(The essay to follow is the introduction to the book Grace: Photographs of Rural America that I published in 2000.)
Plain Pictures
There is something plain about America that can be experienced most clearly in rural places. It can be heard in unpretentious speech, seen in unadorned buildings and felt in wide-open spaces. I have tried to photograph this humble quality in various places throughout the United States, but most often on the high plains of Colorado, Kansas and Nebraska, and in Knox County, Ohio, where I live.
I made the first photographs in this series in 1990, but the actual beginning probably occurred earlier, in 1987, when I returned with my family from living in Italy to see America with fresh eyes. What I saw was that America is still young – after a mere 200 years or so – and that rural America, in many ways, is still the frontier. I saw an aesthetic quite different from what I had seen in Europe: a beauty that was commonplace, austere, utilitarian, hopeful and yet temporary. Rural America seemed built for the moment, from materials that hardly last a lifetime. Entire towns are disposable and now are slowly melting back to the earth like last year’s sunflowers.
There is a palpable melancholy in much of rural America, a sense of premature loss that may explain why so many of these photographs deal with abandonment. But there is also hope, which springs from the resilience of the land and its spiritual power in the lives of people. This is what I mean by “grace” in the title of this book. Grace is a word with many shades of meaning, and many of those seem appropriate to rural places: a condition of being favored; a dispensation; a beneficent virtue; mercy; forgiveness; and strength to endure trial. By grace I also mean to describe the aesthetic response many people have that binds them to the land despite difficult odds -- a condition that contributes to the heartache experienced by many farm families forced to leave farming, as so many have over the course of the twentieth century.
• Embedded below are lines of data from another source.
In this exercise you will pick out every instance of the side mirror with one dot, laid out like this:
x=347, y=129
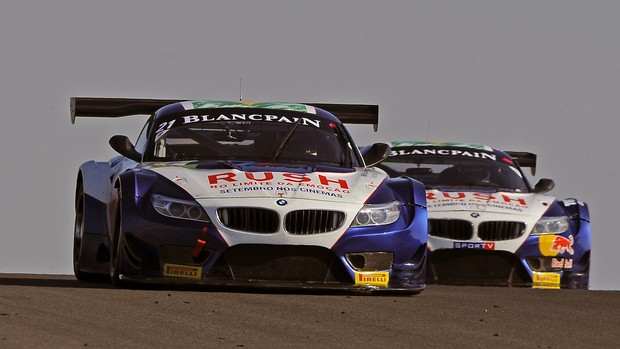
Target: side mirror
x=544, y=185
x=374, y=154
x=123, y=146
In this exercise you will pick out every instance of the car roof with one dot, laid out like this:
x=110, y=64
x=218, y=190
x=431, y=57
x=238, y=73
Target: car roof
x=188, y=106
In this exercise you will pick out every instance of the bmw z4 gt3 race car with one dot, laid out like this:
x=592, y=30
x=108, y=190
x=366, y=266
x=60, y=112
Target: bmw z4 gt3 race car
x=247, y=194
x=487, y=224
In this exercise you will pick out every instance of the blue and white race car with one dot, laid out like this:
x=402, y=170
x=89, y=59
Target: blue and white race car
x=246, y=194
x=487, y=224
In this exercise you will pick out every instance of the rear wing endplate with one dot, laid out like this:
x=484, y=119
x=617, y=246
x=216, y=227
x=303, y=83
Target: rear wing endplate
x=117, y=107
x=524, y=159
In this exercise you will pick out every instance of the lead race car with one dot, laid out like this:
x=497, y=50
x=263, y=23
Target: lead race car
x=487, y=224
x=239, y=193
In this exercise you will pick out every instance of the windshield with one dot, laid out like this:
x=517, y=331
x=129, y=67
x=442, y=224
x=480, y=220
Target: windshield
x=259, y=141
x=442, y=172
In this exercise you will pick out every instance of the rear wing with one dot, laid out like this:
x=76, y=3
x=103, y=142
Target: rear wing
x=118, y=107
x=524, y=159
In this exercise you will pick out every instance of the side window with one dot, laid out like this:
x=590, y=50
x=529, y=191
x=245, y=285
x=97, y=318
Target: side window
x=142, y=138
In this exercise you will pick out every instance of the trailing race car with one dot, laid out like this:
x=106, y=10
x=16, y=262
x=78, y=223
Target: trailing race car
x=247, y=194
x=487, y=224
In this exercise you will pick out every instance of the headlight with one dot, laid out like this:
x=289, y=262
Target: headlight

Also, I hope the act of making these photographs has its own grace, in the sense of conferring honor or dignity, showing favor and giving pleasure.
It is possible in some parts of western Kansas to pull off to the side of the road -- as I have many times to make photographs -- turn off the engine and experience an almost perfect silence. No singing birds or clattering tractors, no shouts of children, no trucks whining in the distance. At moments like this the silence seems to congeal around me, more a presence than an absence, solid and full. There are complex reasons for this silence, reasons of history, geography, biology, religion, economics and weather. Reasons that help to explain, for instance, why the population of many of these counties dropped in the 1990's to levels below that of the 1890's when Frederick Jackson Turner declared the passing of the American frontier. This is not a simple silence.
I have chosen to make these photographs of rural America in a style appropriate to their subject -- a plain style. I have tried to present my subjects directly and without artifice or irony. It is the subject that matters to me, not artful strategies of representation. If there is art here, it is the art of clarity and selection. Like the silence, these pictures of plain things are themselves plain... but not simple.